Top 100 One-gram words, Top 50 two-gram words, Top 10 three-gram words

library(wordcloud)

textplot_wordcloud(DFM_Corpus, comparison = FALSE, max_words = 300,
                   color = brewer.pal(8, "Dark2"))

textplot_wordcloud(DFM_Corpus_2Gram, comparison = FALSE, max_words = 50,
                   color = c("blue", "red"))

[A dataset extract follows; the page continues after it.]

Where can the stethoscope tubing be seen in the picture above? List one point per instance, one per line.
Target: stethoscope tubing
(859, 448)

textplot_wordcloud(DFM_Corpus_3Gram, comparison = FALSE, max_words = 10,
                   color = c("blue", "red"))

Conclusion

Based on the baplot we can determine the top 5 words that have been used frequently in the datasets are “just”,“like”,“will”,“one”,“can”. Wordcloud plots showcased higher usage of a few two-gram and three-gram words as such “cant_wait”,“right_now”,“last_night”,“dont_know”,“cant_wait_see”,“happy_mothers_day”,“happy_new_year” etc. This text analysis concludes my initial effort to discover the text patterns of three datasets.

Future roadmap

This exploratory data analysis laid the foundation for my future work related to the capstone project. My next plan is to gather more insight on different R packages like OpneNLP, Rweka,Quanteda which could be beneficial to analyze the data and build a predictive model for this NLP task. I will also start exploring the process to build a shiny app that could leverage some of the key text mining packages and will be useful for the text mining purposes. Furthermore, the data will be classified into test and training dataset. Training data will be used to analyze the text pattern and build the algorithm. Test data will be used to validate the algorithm at the final stage of this project. Validation result and performance matrix of the algorithm will be documented and presented accordingly.